いまではインドのIT企業、ZOHO(ゾーホー)のコールセンター。
彼らは本社から視察に来た技術者たちでした。
ゾーホーの本社があるのはインド南部のチェンナイ。
主力の商品は顧客管理などのクラウドサービス。
従業員数は世界で7,000人を超えます。
取引先にはアマゾンやNetflixなど世界的な企業が名を連ねます。
サテライトオフィス
そのゾーホーが一昨年、ここを日本本社がある横浜と結び、サテライトオフィスにしていたのです。
町が導入していた高速ブロードバンド網がオフィスの設置を後押ししました。
町の空き家を中心に規模を拡大。
例えば子の元書店の建物は…
いまソフトの開発部門などが利用しています。
こうした変貌ぶりに地元の人は、
ゾーホーの川根本町愛がすごい。こちらもゾーホー愛を前面に出していく。
ITALIAN BAR RONNOBAR(ロンノバル)
[blogcard url="http://ronnobar.com/"]
昼時、インド人の技術者たちがランチに向かったのはこちらのイタリアンバー。
しかし出てきたのは、なんとインドカレー。
地元産の野菜を11種類のスパイスで仕上げました。
とてもすばらしい。
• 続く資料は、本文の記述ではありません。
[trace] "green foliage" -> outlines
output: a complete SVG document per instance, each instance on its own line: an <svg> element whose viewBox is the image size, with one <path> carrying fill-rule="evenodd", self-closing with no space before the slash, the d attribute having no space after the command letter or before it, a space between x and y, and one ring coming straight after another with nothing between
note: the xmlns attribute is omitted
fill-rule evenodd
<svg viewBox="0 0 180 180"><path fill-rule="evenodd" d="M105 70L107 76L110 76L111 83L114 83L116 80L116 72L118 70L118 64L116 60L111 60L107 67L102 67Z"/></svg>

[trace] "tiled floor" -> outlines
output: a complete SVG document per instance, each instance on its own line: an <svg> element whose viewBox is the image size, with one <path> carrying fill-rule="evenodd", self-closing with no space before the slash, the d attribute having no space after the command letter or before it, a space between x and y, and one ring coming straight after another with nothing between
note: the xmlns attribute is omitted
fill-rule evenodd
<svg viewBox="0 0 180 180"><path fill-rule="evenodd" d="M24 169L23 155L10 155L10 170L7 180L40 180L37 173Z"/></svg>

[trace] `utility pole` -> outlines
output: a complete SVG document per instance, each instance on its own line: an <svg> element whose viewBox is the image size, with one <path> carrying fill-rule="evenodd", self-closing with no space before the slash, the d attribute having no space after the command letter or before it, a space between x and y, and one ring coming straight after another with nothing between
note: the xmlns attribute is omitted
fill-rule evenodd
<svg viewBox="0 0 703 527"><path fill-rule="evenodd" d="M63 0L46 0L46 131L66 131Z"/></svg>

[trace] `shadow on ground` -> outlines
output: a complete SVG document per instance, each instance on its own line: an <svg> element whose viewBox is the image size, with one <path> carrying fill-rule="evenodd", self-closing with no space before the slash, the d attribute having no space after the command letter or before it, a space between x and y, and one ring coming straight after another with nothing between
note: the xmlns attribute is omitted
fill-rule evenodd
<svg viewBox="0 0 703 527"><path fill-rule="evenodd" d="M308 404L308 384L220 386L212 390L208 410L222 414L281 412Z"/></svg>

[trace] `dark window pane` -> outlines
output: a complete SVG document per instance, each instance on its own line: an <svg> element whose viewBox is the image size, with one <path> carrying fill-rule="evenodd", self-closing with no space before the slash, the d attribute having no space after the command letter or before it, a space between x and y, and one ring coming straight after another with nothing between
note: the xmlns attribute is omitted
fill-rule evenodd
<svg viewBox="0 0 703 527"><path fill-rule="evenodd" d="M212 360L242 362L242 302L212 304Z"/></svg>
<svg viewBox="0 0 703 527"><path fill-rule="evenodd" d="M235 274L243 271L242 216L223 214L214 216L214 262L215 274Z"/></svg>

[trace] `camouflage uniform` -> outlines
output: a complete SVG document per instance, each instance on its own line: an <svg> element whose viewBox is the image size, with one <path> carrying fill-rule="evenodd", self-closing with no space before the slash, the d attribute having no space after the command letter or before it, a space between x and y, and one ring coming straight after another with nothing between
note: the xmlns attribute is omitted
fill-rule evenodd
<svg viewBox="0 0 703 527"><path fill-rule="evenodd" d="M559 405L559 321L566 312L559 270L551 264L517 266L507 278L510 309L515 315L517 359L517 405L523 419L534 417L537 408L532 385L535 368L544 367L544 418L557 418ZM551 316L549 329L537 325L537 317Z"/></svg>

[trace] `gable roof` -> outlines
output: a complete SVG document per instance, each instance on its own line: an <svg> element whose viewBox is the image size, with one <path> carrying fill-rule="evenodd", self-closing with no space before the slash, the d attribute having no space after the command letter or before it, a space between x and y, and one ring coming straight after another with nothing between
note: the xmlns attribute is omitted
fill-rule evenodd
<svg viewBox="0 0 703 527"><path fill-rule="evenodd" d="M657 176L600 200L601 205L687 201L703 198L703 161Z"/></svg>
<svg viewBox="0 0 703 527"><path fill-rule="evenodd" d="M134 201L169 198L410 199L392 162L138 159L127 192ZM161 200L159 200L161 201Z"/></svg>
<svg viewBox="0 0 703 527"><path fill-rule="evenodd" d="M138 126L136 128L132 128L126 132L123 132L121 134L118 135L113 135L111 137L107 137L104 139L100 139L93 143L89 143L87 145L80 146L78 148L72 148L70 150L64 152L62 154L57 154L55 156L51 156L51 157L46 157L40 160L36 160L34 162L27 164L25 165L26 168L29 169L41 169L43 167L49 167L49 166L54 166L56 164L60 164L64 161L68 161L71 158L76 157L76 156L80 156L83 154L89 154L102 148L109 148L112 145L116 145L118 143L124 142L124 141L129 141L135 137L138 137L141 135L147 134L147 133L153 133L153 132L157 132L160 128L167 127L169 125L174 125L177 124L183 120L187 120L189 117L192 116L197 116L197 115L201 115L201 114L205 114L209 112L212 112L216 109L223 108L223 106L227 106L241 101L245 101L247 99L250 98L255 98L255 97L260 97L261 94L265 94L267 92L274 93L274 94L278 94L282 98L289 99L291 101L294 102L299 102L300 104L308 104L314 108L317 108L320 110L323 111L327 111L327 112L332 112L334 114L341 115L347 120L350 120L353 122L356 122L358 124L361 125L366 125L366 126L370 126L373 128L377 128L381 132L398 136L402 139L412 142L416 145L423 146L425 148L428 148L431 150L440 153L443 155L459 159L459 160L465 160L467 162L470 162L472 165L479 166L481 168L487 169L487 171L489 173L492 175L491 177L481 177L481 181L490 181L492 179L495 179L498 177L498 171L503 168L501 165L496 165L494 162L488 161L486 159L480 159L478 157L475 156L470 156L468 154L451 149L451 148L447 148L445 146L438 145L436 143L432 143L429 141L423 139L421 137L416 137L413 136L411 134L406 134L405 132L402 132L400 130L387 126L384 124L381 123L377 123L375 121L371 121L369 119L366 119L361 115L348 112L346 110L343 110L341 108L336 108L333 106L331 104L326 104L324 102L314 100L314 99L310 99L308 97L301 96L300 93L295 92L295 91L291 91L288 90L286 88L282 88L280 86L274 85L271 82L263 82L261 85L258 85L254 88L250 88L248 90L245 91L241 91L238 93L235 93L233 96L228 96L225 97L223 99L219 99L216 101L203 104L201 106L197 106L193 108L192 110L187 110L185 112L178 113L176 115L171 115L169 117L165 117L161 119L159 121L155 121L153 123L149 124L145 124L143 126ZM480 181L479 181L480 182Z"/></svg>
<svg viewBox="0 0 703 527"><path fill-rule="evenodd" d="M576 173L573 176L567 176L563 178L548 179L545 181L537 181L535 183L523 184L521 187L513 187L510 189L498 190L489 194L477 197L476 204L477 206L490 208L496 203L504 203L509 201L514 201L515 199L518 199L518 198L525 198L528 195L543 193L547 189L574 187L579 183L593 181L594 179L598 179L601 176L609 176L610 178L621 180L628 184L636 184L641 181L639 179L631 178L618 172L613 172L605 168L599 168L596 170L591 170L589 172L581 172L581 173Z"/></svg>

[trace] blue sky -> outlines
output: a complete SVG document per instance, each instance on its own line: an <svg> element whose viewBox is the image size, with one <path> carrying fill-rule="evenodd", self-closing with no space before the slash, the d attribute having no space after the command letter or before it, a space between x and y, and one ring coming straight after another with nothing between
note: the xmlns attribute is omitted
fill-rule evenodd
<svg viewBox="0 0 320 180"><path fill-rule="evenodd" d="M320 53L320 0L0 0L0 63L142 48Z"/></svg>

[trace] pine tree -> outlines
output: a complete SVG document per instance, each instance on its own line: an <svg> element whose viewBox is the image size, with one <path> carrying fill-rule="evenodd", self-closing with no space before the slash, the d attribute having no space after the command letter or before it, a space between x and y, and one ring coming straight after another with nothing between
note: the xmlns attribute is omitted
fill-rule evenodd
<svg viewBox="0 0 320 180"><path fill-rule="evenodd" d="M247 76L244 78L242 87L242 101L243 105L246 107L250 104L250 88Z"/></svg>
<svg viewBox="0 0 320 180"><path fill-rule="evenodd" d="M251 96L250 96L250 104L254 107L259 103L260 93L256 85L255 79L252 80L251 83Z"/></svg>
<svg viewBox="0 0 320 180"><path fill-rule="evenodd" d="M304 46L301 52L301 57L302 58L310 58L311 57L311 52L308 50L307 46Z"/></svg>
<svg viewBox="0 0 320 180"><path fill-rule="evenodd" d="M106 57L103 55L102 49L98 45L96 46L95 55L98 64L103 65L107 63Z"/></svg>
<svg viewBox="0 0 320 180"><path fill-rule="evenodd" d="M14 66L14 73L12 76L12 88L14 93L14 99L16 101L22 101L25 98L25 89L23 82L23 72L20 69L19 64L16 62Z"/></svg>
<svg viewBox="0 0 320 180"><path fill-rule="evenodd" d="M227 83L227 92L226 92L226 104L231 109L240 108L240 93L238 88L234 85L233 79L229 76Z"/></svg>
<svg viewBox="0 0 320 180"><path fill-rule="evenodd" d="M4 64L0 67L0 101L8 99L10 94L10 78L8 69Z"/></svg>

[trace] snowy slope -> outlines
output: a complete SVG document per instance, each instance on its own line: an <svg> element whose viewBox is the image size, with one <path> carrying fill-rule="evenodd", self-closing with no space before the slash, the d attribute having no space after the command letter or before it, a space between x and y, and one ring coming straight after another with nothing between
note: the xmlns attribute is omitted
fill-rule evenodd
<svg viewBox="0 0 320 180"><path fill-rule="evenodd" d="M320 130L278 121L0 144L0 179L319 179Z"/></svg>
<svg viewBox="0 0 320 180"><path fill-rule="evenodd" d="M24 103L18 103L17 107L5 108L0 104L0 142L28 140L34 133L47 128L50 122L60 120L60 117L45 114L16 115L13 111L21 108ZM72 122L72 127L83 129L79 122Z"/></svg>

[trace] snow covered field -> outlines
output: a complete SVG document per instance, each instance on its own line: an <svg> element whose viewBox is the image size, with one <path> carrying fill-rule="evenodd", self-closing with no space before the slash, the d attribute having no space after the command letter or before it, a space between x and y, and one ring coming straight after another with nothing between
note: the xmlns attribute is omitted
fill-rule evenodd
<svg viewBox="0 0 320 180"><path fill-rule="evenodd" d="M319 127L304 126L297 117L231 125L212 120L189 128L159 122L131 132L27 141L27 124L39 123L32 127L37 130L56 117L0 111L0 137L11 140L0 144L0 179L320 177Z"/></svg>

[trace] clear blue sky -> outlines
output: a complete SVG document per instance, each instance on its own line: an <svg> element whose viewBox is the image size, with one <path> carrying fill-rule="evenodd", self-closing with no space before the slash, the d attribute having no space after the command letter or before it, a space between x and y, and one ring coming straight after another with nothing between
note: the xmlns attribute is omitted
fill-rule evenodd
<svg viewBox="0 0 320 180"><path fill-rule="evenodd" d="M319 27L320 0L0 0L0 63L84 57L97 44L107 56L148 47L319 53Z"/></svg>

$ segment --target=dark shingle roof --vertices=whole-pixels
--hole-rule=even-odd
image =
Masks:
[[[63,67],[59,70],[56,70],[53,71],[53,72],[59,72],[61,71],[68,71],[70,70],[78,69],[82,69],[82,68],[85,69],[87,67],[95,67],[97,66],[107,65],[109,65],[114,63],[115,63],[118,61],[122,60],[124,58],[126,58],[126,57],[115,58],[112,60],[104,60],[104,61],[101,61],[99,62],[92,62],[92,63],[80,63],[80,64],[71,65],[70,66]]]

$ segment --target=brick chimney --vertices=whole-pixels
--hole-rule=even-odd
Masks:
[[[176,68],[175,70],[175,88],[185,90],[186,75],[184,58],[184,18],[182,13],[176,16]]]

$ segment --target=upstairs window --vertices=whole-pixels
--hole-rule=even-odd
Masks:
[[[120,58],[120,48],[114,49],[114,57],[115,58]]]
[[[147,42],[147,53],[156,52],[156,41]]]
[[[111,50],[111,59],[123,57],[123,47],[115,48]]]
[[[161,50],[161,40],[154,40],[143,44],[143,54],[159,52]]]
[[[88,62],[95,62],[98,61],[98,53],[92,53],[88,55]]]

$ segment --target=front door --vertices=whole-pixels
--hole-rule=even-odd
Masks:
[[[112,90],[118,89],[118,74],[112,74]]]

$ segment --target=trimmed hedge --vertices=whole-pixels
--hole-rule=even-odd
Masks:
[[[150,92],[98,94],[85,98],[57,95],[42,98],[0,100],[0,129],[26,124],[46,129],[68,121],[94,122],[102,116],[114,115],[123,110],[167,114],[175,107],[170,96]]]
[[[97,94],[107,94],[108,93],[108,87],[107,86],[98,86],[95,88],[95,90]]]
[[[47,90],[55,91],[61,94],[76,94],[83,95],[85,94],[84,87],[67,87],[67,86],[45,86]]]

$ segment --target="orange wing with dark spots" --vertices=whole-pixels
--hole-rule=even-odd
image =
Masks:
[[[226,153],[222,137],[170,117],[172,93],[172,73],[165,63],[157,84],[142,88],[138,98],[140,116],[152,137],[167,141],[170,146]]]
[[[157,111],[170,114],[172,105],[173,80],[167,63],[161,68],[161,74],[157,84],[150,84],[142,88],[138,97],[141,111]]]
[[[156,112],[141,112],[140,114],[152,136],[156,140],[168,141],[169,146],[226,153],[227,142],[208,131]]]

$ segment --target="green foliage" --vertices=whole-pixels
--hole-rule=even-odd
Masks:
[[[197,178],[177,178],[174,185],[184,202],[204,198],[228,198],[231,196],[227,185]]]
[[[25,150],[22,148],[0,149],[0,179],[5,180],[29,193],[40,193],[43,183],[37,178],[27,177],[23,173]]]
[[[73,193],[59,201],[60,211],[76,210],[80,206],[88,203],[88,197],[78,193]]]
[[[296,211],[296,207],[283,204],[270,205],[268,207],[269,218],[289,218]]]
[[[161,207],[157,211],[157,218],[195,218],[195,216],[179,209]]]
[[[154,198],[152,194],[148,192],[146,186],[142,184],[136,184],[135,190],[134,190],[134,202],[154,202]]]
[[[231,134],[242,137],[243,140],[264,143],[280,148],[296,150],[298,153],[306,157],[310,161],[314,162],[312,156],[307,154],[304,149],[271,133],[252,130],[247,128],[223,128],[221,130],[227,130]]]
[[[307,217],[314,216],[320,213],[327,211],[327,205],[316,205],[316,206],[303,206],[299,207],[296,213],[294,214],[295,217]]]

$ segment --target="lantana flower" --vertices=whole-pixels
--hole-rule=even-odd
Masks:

インドスタイルだ。
故郷の料理を食べられるようにとオーナーがメニューに加えました。
ロンノバルの鈴木諭代表は、
初めて出したときはグッドとリアクションをもらった。
その夜…
インド人の技術者たちがある場所に向かいます。
そこでは地元の秋祭りの準備が行われていました。
地域住民と一緒に踊りの練習。
地域のコミュニティーに溶け込むのがゾーホー流なのです。
シュリダー・ベンブCEO
川根本町に来るのが3度目だというシュリダー・ベンブCEOに大江キャスターが理由を尋ねました。
この町に高いスキルのいい仕事を生み出す手助けがしたい。
それがわれわのミッションだ。
町が会社を支えてくれている。われわれも町の助けとなりたい。
瀧尾かのこさん
先月、そのサテライトオフィスに1人の女子高生の姿が。
瀧尾かのこさん(18歳)、この春、地元の高校を卒業します。
緊張した面持ちである発表を待っていました。
実は瀧尾さんは去年8月に2週間、ゾーホーがインドに持つ社内大学に体験留学していました。
学費は無料で専門的なプログラマーを育成する学校です。
ベンブCEOがこの教育システムに川根本町の若者を受け入れ、サテライトオフィスで働いてもらおうと考えたのです。
瀧尾さんたち川根高校の生徒4人が体験留学を終え帰国しました。
「海外初めてだった人は?」
去年10月、帰国後高校で行われた報告会では、
ご機嫌いかがですか?
私は絶好調です。
これから英語で話します。インドでは英語で話していたからです。
川根高等学校の増田章江教頭は、
まさか英語で感想を言うと思わなかった。
自分の視野を拡げるためにと留学に参加した瀧尾さん。
帰国後、入社の意思を固めました。
そして1月末、ゾーホーの採用面接を終えた瀧尾さん。
この日、面接の結果が伝えられます。
ゾーホージャパンの迫洋一郎社長、
きょうはご苦労様です。
面接の結果は合格ということで、先ほど学校にも連絡をしました。
支えてくれた人たちに感謝でいっぱいです。
オフィスの開設に続き、ゾーホーが始めた地元の高校生の採用。
瀧尾さんはその第1号となりました。
早速、母親に報告です。
ゾーホーに合格しました。
川根本町の企画調整室、北村浩二室長は、
若い子は大学進学を機に都会に出て、そのまま都市部で就職してしまう。
働いてみたい、働きたい職場が一つでも増えることを望んでいる。
過疎地での人材育成
なぜゾーホーは日本の過疎地で人材育成に力を入れるのか?
いい仕事があれば有能な人材は出ていかない。
いい仕事をこの町につくることが人材の流出を防ぐのに重要だ。
「川根本町で培ったビジネスモデル、どのように生かすか?」
とても重要な質問だ。
世界的に、特に先進国では人口減少が深刻な問題だ。
すべての国が日本のようになっていくだろう。
ここでそうした問題を学ぶことは世界にとって有益だ。
ベンブCEOは少子高齢化をはじめ、課題先進国の日本でこそ今後世界で通用する解決策を見出だせるといいます。
「なぜこの町を選んだのか?」
運命だよ。
川根本町のような場所は長期的に見れば重要だ。
IT企業がこうした田舎に腰を据えることで将来的に活気が出る。
それが日本人の田舎への考え方が変わることにつながる。
私たちはその役割ができることをうれしく思う。